# taz.de -- Semesterstart an der Internetuni: Studieren mit Moocs
       
       > Hunderttausende schreiben sich ein bei Iversity, der ersten deutschen
       > digitalen Massenuniversität. Selbst mit Gratiskursen verdient sie Geld.
       
 (IMG) Bild: Vorbild sind Plattformen wie Coursera und Udacity.
       
       POTSDAM taz | Mit diesem Echo hatte Dekan Winfried Gerling überhaupt nicht
       gerechnet. Als sich sein Fachbereich Design der Hochschule Potsdam vor
       Jahresfrist für den Wettbewerb „Lehren und Lernen im Web“ bewarb, winkte
       die Aussicht auf 25.000 Euro.
       
       Im Gegenzug wollte man eine netzkompatible Vorlesung anbieten, die nach
       Einschätzung Gerlings ein paar Tausend Wissenshungrige verfolgen würden.
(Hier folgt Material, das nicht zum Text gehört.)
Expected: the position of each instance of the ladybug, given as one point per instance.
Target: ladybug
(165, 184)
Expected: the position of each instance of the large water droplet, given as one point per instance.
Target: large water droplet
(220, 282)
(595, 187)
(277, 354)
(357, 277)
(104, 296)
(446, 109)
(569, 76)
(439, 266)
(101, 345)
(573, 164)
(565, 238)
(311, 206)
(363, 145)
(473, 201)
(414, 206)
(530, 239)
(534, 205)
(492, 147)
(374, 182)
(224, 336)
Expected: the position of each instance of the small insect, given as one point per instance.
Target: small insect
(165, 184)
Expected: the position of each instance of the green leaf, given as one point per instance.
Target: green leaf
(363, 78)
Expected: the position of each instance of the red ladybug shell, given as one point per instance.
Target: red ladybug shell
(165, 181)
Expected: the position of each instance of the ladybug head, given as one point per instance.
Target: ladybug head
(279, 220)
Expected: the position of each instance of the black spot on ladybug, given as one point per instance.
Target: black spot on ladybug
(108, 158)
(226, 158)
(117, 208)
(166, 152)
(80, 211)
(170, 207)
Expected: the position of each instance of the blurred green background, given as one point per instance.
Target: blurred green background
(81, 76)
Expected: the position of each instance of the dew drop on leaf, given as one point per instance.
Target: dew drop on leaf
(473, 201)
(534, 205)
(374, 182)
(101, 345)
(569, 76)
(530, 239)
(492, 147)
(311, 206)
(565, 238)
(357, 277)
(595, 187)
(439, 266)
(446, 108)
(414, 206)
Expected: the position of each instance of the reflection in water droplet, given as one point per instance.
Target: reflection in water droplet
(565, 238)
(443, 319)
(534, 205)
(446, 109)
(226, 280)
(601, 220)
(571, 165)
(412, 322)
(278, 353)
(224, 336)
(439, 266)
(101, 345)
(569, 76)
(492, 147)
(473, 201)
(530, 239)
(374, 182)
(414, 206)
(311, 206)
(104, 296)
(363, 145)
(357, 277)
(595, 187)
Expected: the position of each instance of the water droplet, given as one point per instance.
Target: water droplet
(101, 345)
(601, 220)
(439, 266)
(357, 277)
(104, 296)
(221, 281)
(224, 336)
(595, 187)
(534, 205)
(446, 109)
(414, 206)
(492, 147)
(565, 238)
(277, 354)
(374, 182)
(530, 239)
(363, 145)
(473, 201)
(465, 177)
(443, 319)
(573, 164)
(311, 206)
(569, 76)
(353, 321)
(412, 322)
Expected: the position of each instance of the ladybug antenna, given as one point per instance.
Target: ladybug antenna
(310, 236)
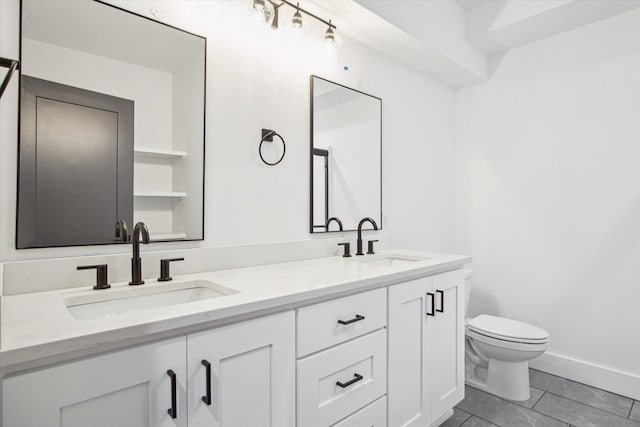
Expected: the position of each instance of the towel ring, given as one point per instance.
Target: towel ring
(267, 135)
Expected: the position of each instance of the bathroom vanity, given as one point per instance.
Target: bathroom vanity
(374, 340)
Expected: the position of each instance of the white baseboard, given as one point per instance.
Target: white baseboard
(609, 379)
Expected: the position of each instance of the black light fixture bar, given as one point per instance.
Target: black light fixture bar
(288, 3)
(12, 65)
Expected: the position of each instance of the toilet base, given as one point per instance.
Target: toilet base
(509, 380)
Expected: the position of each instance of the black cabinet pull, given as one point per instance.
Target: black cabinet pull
(355, 319)
(207, 399)
(173, 411)
(356, 378)
(441, 293)
(433, 301)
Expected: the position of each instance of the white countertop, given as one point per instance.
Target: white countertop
(38, 326)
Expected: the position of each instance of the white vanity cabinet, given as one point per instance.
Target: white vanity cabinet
(426, 349)
(251, 372)
(342, 365)
(126, 388)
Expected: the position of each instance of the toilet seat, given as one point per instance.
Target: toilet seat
(502, 329)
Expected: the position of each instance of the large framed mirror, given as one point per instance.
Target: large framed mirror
(112, 126)
(346, 157)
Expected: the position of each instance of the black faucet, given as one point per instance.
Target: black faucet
(122, 235)
(136, 261)
(362, 221)
(336, 219)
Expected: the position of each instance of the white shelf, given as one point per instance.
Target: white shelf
(172, 194)
(168, 236)
(160, 152)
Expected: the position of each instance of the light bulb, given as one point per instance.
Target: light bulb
(258, 5)
(296, 21)
(329, 36)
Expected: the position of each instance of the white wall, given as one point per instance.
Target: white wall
(259, 78)
(549, 196)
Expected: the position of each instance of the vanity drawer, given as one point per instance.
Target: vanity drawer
(319, 325)
(374, 415)
(360, 365)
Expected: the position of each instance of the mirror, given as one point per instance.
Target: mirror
(346, 164)
(112, 109)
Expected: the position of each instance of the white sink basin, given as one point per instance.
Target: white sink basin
(113, 302)
(389, 260)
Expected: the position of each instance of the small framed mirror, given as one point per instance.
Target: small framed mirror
(112, 108)
(346, 157)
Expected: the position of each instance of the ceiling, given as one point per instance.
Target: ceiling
(451, 40)
(494, 26)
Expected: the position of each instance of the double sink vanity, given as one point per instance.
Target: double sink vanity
(371, 340)
(295, 340)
       Doch noch vor Beginn der ersten Vorlesung über die Zukunft des
       Storytellings, die am Freitag stattfand, steht die Brandenburger
       Fachhochschule im Blick der Weltöffentlichkeit.
       
       „Wir bekommen Anfragen aus Pakistan, Rumänien, Togo und den USA“, berichtet
       Gerling. Der Fachbereich hat extra einen Mitarbeiter für die
       Communitybetreuung abgestellt. Schon 46.000 Menschen haben sich eingetragen
       – minütlich werden es mehr. Ein gigantisches Auditorium für eine Hochschule
       mit rund 3.000 Studierenden.
       
       Das Phänomen heißt Mooc, gesprochen „Muuk“, und bedeutet Massive Open
       Online Cours. Moocs sind akademische Vorlesungen, an denen jeder teilnehmen
       kann, vorausgesetzt man hat Internetanschluss. Die Idee kommt aus Kanada
       und wurde in den USA groß, als Stanford-Professor Sebastian Thrun 2011
       einen Mooc mit 160.000 Teilnehmern abhielt. Im Jahr darauf machte sich
       Thrun mit [1][Udacity] selbstständig, einer Plattform, die in Kooperation
       mit amerikanischen Universitäten kostenlose Onlinekurse anbietet.
       
       Mit [2][Iversity] startete im Oktober die erste deutsche digitale
       Massenuniversität. Das Unternehmen aus Bernau bei Berlin bietet neben der
       Vorlesung über Storytelling mehr als 20 weitere Gratiskurse an. Sie
       beginnen jetzt beziehungsweise in einigen Monaten, die Zahl der
       Studierenden übersteigt bereits 200.000.
       
       Anders als abgefilmte Vorlesungen sind Moocs in verständliche Lerneinheiten
       von fünf bis zehn Minuten portioniert. Man schaut sich einen Film an und
       kann nebenbei das Wissensquiz lösen, alles auf hohem Niveau. Das muukige
       Element aber ist die Diskussionsplattform. „E-Learning war bisher eine
       einsame Angelegenheit. Bei einem Mooc wird der Gruppenfaktor greifbar, wenn
       Menschen aus aller Welt über den Inhalt der Vorlesung diskutieren“, erzählt
       Christoph Meinel vom Hasso-Plattner-Institut (HPI) in Potsdam.
       
       ## „Daten sind die neue Währung“
       
       Die massenhafte Nutzung macht Moocs auch kommerziell interessant. „Auch ein
       kostenloser Kurs hat seinen Preis. Daten sind die neue Währung“, erklärt
       Meinel. Jeder Onlinestudent hinterlässt während des Kurses eine Datenspur
       von der Registrierung bis zum Ausloggen. Jeder Mausklick wird erfasst: Wie
       lange braucht man für die Aufgaben, welche löst man richtig, wann steigt
       man aus. Für die Betreiber und die Professoren ist das eine wichtige
       Rückmeldung, um einzuschätzen, wie gut der Kurs ankommt. Aber auch für
       Firmen sind diese Daten interessant.
       
       Udacity verkauft bereits Nutzerdaten an Firmen, die Personal suchen. Auch
       für Iversity könnte dies eine mögliche Einnahmequelle sein, meint
       Sprecherin Julia Bader. So könnte man Firmen an Nutzer vermitteln, die dem
       gesuchten Stellenprofil entsprächen. „Selbstverständlich muss ein Nutzer
       zustimmen, im Falle eines Matchings von Iversity kontaktiert zu werden.“
       
       Eine weitere mögliche Einnahmequelle sind kostenpflichtige Kurszertifikate.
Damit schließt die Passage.